The five member steering committee, made up of key bank creditors, signed the settlement support agreement. This commits them to supporting the implementation of the agreed settlement terms.

Other claimants now need to sign the settlement support agreement. Ahab has agreed the amount of claims and enforceability with 89.9 per cent of claimants, representing 56.3 per cent of the value of their debts.

A three-judge Joint Directorate of Enforcement at the General Court (JDEK) in Al-Khobar, where Ahab is based, was recently appointed. It is authorised to address claims against Ahab.

JDEK invited claimants to submit claims by 21 July, and Ahab has requested a deadline extension.

Ahab and the claimants will then request JDEK to administer the settlement.

Ahab claimed the settlement was in the best interests of all stakeholders in a press release. It argued that the settlement was fair in maximising returns to claimants, protecting employees and reducing costs, while protecting Saudi Arabia’s international reputation.

“By signing the settlement support agreement with Ahab, the five financial institutions that comprise the claimant steering committee have committed themselves to support the deal on the agreed terms,” said Stephen Jenkins, a representative of Manama-based Arab Banking Corporation on the committee, in a press release. “The steering committee remain of the view that this is the best solution to reach a comprehensive agreement that maximizes recoveries for all claimants. We now look to the full claimant group to do the same.”

Some Saudi banks were pursuing a separate action against Ahab.

The settlement includes a commitment to distribute the proceeds of a $7.3bn lawsuit underway in the Grand Court of the Cayman Islands.

Ahab alleges 17 offshore companies benefitted from a multi-billion dollar fraud instigated by their business partner Maan al-Sanea, owner of the Saad Group. They are now in liquidation, and Ahab aims to maximise recoveries for claimants, offering up to $0.50 on the dollar if the court case is successful.
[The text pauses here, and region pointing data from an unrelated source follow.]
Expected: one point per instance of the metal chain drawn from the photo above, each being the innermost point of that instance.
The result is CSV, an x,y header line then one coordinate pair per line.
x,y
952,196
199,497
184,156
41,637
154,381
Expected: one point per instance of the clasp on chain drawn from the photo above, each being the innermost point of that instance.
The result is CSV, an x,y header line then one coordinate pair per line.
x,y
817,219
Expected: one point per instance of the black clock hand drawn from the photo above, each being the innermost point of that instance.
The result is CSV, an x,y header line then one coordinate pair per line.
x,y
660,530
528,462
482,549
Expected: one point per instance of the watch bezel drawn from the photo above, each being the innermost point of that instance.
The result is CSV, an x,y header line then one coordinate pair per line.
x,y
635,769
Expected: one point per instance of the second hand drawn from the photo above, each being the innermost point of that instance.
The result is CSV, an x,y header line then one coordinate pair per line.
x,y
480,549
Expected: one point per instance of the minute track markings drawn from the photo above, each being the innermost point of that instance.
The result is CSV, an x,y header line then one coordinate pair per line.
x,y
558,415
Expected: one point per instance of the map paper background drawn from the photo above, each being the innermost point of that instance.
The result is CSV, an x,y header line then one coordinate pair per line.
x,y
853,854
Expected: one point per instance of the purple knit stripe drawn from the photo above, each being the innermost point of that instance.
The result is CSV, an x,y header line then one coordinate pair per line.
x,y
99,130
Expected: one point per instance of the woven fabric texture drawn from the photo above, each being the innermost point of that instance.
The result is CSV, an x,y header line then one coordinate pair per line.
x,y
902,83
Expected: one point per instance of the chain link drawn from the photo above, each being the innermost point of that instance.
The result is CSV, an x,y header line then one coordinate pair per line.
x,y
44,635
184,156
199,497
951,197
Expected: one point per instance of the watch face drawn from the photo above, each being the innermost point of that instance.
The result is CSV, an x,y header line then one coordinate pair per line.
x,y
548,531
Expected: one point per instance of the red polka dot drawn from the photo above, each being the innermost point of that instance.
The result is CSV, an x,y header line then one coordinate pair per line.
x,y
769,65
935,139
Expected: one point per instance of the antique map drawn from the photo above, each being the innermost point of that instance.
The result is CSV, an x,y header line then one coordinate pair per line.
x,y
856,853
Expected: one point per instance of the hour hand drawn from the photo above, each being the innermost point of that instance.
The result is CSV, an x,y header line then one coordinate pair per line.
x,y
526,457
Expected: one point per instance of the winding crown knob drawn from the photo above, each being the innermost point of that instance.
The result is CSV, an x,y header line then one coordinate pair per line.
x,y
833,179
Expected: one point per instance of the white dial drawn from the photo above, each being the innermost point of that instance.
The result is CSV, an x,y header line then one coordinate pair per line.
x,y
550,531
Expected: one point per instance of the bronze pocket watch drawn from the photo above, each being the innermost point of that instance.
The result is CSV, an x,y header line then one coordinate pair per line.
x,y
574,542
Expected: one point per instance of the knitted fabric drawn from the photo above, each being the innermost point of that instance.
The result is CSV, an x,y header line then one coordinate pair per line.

Al-Sanea has denied any wrongdoing, and one of the liquidators, Grant Thornton, has brought a counter-claim.

Ahab and the Saad Group defaulted on at least $15.7bn of debt in 2009 leaving more than 113 financial institutions across the Gulf, Europe and US exposed.

It is one of the biggest corporate defaults in the Middle East to date, and the source of multiple court cases in Saudi Arabia and globally.

Creditors rejected a 2009 debt settlement deal from AHAB. The process was revived in May 2014, with a new settlement offer.

AHAB secured a $2.5bn judgement against al-Sanea in 2012 which it is seeking to enforce. It is now suing for a further $7.3bn while a group of liquidators for the Saad Group is countersuing for $6bn.

The case is being presided over by Chief Justice Anthony Smellie, who ruled in favour of AHAB in 2012.